Introduction: TAR DNA-binding protein 43 (TDP-43) is a highly prevalent proteinopathy that is involved in neurodegenerative processes, including axonal damage. To date, no ante mortem biomarkers exist for TDP-43, and few studies have directly assessed its impact on neuroimaging measures utilizing pathologic quantification.
Methods: Ante mortem diffusion-weighted images were obtained from community-dwelling older adults. Regression models calculated the relationship between post mortem TDP-43 burden and ante mortem fractional anisotropy (FA) within each voxel in connection with the hippocampus, controlling for coexisting Alzheimer's disease and demographics.
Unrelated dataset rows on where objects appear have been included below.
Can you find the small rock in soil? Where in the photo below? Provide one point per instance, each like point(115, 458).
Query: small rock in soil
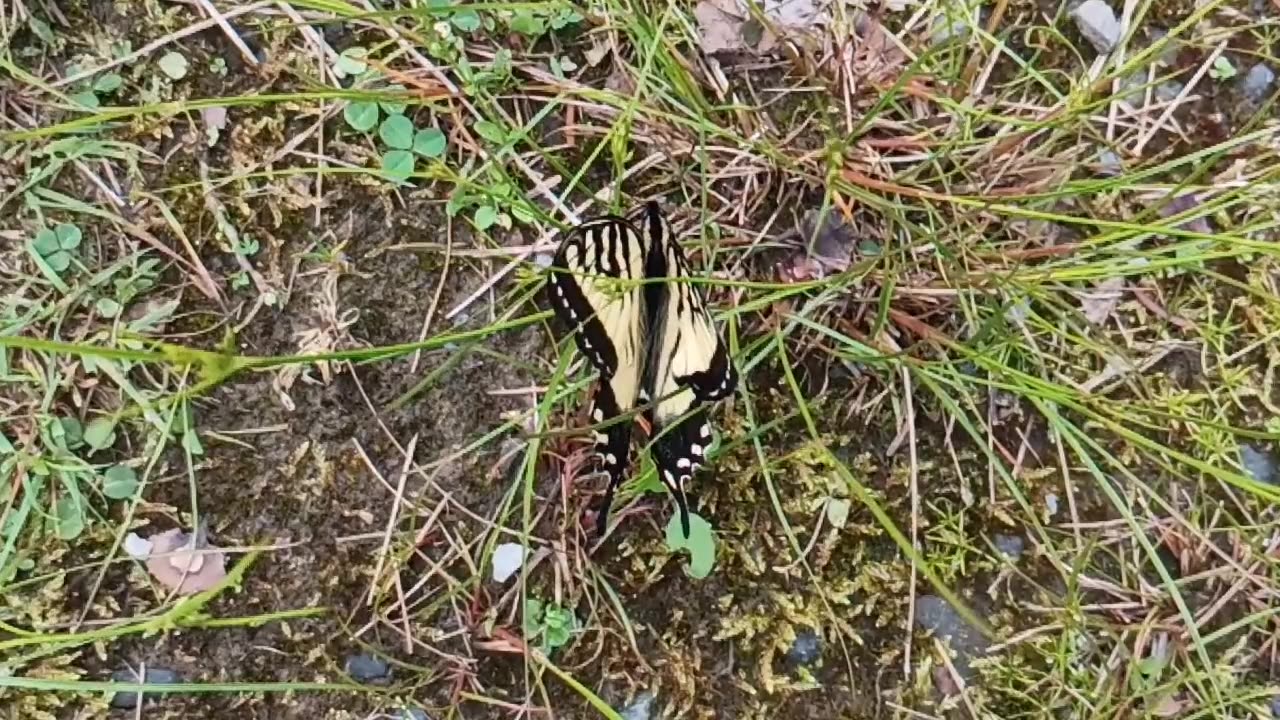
point(935, 614)
point(805, 650)
point(640, 709)
point(1010, 546)
point(1257, 82)
point(1168, 91)
point(1109, 163)
point(1260, 464)
point(152, 675)
point(368, 669)
point(1098, 24)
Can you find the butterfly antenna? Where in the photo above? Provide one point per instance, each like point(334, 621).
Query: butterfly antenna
point(682, 504)
point(602, 518)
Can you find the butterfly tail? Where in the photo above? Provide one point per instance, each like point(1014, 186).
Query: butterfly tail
point(679, 452)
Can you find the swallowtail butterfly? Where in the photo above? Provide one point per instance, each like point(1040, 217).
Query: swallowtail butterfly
point(620, 283)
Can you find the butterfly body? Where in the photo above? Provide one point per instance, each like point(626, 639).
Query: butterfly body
point(649, 337)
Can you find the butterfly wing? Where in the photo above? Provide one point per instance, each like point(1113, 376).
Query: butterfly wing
point(594, 288)
point(688, 363)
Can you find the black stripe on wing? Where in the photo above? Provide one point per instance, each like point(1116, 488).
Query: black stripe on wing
point(565, 292)
point(717, 381)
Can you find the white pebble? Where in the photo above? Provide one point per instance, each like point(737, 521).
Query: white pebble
point(137, 546)
point(1098, 24)
point(507, 559)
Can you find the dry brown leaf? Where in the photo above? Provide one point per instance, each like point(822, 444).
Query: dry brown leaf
point(1100, 302)
point(831, 251)
point(186, 563)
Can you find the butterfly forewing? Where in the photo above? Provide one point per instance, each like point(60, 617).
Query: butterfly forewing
point(595, 288)
point(686, 365)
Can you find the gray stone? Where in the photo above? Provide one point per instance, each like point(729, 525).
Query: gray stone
point(936, 615)
point(1260, 464)
point(1168, 91)
point(1010, 546)
point(805, 650)
point(1109, 163)
point(1098, 24)
point(368, 669)
point(1257, 82)
point(151, 677)
point(640, 707)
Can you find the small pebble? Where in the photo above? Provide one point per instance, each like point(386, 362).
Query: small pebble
point(368, 669)
point(1051, 505)
point(152, 675)
point(640, 709)
point(1010, 546)
point(1260, 464)
point(935, 614)
point(1098, 24)
point(805, 650)
point(1109, 163)
point(1257, 82)
point(1168, 91)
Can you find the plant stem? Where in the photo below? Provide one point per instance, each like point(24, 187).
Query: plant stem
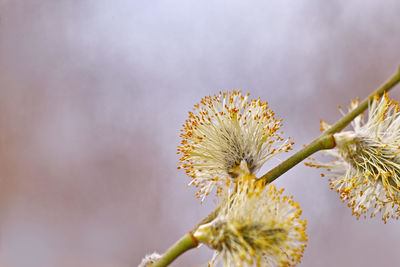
point(324, 141)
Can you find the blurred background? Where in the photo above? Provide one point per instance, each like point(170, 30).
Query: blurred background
point(93, 94)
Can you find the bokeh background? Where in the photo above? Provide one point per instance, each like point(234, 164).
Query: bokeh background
point(93, 94)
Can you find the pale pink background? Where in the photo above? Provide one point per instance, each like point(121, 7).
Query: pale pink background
point(93, 94)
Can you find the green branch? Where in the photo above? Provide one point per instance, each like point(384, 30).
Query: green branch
point(185, 243)
point(324, 141)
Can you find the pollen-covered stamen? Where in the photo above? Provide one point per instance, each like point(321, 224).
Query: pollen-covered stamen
point(227, 136)
point(377, 160)
point(256, 225)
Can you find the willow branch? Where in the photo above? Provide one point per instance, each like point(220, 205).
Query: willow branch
point(324, 141)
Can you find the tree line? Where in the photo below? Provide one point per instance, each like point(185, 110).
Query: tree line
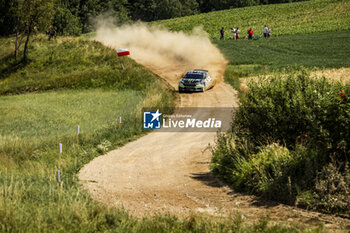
point(73, 17)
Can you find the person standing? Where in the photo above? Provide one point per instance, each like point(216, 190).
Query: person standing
point(266, 31)
point(222, 33)
point(250, 34)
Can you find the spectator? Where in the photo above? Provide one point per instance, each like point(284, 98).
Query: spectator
point(265, 31)
point(233, 30)
point(250, 34)
point(237, 33)
point(222, 33)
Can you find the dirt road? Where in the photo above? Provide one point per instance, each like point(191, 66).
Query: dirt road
point(169, 171)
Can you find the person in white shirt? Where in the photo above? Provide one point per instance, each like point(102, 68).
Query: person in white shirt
point(266, 31)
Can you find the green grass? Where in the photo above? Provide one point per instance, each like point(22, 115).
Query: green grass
point(288, 131)
point(284, 19)
point(73, 63)
point(325, 50)
point(320, 50)
point(68, 82)
point(57, 113)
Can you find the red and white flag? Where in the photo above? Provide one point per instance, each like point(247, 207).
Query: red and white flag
point(123, 52)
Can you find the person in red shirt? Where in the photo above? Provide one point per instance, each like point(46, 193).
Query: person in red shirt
point(250, 34)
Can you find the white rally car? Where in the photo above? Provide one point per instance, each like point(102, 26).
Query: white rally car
point(195, 80)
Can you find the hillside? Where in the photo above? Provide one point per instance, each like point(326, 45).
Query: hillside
point(284, 19)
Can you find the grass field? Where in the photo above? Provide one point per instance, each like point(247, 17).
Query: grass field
point(284, 19)
point(318, 51)
point(41, 103)
point(73, 81)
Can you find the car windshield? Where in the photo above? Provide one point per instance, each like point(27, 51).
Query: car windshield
point(194, 76)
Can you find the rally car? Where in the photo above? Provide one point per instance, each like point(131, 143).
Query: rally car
point(195, 80)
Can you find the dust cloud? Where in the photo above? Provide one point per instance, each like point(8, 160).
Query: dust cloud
point(168, 54)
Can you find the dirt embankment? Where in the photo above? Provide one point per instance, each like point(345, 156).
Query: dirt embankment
point(169, 171)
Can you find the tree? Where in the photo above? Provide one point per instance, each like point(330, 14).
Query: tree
point(31, 15)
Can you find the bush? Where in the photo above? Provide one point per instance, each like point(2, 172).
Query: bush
point(311, 118)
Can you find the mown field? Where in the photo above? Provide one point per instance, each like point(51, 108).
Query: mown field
point(318, 51)
point(290, 136)
point(284, 19)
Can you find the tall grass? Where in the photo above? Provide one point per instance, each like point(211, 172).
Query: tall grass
point(284, 19)
point(31, 199)
point(288, 130)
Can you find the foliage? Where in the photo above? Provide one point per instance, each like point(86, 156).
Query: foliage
point(68, 63)
point(310, 117)
point(284, 19)
point(30, 15)
point(320, 50)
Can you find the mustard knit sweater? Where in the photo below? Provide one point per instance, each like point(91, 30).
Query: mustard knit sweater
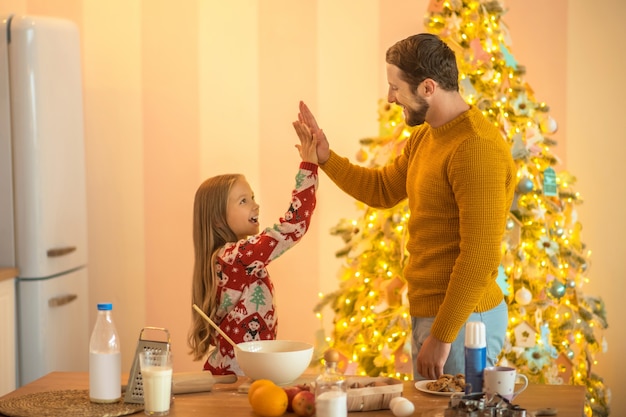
point(459, 180)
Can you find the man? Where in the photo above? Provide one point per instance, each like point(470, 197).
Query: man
point(458, 175)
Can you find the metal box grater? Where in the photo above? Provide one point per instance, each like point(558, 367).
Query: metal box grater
point(134, 387)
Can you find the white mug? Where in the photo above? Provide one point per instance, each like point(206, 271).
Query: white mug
point(501, 380)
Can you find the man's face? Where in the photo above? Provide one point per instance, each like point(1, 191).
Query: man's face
point(400, 92)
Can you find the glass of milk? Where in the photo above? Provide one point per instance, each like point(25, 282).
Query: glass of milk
point(156, 375)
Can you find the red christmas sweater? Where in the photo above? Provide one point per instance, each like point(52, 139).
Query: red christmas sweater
point(245, 291)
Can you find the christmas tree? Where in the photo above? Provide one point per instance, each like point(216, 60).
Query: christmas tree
point(555, 329)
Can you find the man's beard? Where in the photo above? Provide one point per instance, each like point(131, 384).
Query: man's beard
point(417, 117)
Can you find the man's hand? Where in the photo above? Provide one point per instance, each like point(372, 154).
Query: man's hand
point(306, 117)
point(433, 355)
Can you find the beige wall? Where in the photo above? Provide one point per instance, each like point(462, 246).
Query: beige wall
point(178, 91)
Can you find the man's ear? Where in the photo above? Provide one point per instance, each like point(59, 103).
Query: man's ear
point(428, 87)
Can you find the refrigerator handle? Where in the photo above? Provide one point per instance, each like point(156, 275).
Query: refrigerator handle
point(61, 300)
point(52, 253)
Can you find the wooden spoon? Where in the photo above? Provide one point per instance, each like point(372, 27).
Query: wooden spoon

Results: Results revealed a significant negative relationship (false discovery rate [FDR] corrected p < .05) between post mortem TDP-43 and ante mortem FA in one cluster within the left medial temporal lobe connecting to the parahippocampal cortex, entorhinal cortex, and cingulate, aligning with the ventral subdivision of the cingulum. FA within this cluster was associated with cognition.
Discussion: Greater TDP-43 burden is associated with lower FA within the limbic system, which may contribute to impairment in learning and memory.
Highlights: Post mortem TDP-43 pathological burden is associated with reduced ante mortem fractional anisotropy. Reduced FA located in the parahippocampal portion of the cingulum. FA in this area was associated with reduced episodic and semantic memory. FA in this area was associated with increased inward hippocampal surface deformation.
Keywords: diffusion tensor imaging; fractional anisotropy; limbic‐predominant age‐related TDP‐43 encephalopathy neuropathologic changes (LATE‐NC); magnetic resonance imaging; neurodegeneration; neuropathology.
© 2024 The Authors. Alzheimer's & Dementia published by Wiley Periodicals LLC on behalf of Alzheimer's Association.